To translate this idea, new research is needed with specific eye-focused endpoints and biomarkers. Key recommendations include:

- Ocular imaging endpoints: Future trials should include structural imaging of the optic nerve and retina. Optical coherence tomography (OCT) can measure the thickness of the retinal nerve fiber layer (RNFL) and ganglion cell layer. These quantitative measures are sensitive to early RGC loss. For example, RNFL/OCT thinning is strongly associated with glaucoma severity (pmc.ncbi.nlm.nih.gov). Any neuroprotective treatment should aim to slow thinning. Another imaging modality is optical coherence angiography (OCTA), which visualizes retinal blood flow; since energy delivery involves circulation, OCTA could monitor vascular changes.

- Functional tests: Visual function testing is crucial. Standard visual fields detect vision loss from glaucoma, but more specific tests like the pattern electroretinogram (PERG) or multifocal VEP can measure RGC function directly. Including PERG amplitude or latency as an endpoint could reveal early functional benefits of creatine that precede field changes.

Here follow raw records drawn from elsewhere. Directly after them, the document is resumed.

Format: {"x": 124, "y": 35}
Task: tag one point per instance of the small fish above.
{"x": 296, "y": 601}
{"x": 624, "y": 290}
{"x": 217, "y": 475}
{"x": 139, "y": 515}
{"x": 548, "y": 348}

- Metabolic imaging: Creatine’s effect on energy metabolism might be tracked by advanced imaging. Magnetic resonance spectroscopy (^31P-MRS) can noninvasively measure PCr and ATP levels in neural tissue (demonstrated in brain). It has also been applied in optic pathways (pubmed.ncbi.nlm.nih.gov). ^31P-MRS of the optic nerve or visual cortex after supplementation could directly show if PCr levels rise in the visual system. Likewise, near-infrared spectroscopy (NIRS) or retinal oximetry could monitor changes in oxygen/glucose usage in the retina.

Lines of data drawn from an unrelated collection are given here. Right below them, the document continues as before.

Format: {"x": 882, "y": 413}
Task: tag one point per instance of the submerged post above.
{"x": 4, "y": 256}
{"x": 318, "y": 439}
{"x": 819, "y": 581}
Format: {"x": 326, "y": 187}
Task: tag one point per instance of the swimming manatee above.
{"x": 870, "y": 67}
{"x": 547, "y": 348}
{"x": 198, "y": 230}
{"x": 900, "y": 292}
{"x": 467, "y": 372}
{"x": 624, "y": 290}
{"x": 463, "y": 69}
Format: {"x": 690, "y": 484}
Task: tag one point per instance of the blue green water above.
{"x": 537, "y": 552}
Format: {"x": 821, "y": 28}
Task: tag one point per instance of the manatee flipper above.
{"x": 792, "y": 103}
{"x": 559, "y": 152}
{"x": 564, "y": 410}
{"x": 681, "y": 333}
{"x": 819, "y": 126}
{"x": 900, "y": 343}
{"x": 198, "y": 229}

- Clinical trial design: Randomized trials in glaucoma patients or high-risk individuals would be needed. Important factors are dosing (likely similar to sports usage, ~3-5 g/day), duration (months to years), and control of other risk factors (IOP, blood pressure). Endpoints should combine ocular imaging and function (as above) with neurodegenerative biomarkers (e.g. neurofilament light chain) if available. Given creatine’s profile, trials could start with normal-tension glaucoma patients, who already show RGC vulnerability, to see if vision decline slows without pressure changes.

- Safety monitoring: Even though creatine is safe generally, ocular studies should monitor kidney markers and fluid status as a precaution. In older glaucoma patients, renal function and hydration should be checked, especially if they have comorbidities or take other meds.

Overall, current evidence is not sufficient to recommend creatine for glaucoma yet. But its known systemic benefits on muscle and possibly brain in aging, coupled with specific data that it can support RGCs in culture (docslib.org) and energy metabolism in nerves (pmc.ncbi.nlm.nih.gov), make it a promising avenue. Well-designed trials with ocular endpoints (OCT/PERG) and perhaps metabolic imaging (MRS) would clarify whether creatine supplementation can indeed energize the optic nerve and protect vision.

Conclusion


Glaucoma may be seen as an energy-starvation disease of RGCs. Creatine, by bolstering the phosphocreatine energy buffer, offers a rational way to sustain neuronal ATP under stress. In vitro studies show clear benefits for retinal neurons (docslib.org), and neurodegenerative research suggests broader potential (pmc.ncbi.nlm.nih.gov) (pmc.ncbi.nlm.nih.gov). Creatine’s safety and aging-related benefits (muscle, possibly brain) further support its exploration in eye health. The next step is targeted research: trials and animal studies designed with optic nerve imaging and RGC function tests, to see if this weight-training supplement can also weight-bear the energy needs of the retina.

Disclaimer: This article is for informational purposes only and does not constitute medical advice. Always consult with a qualified healthcare professional for diagnosis and treatment.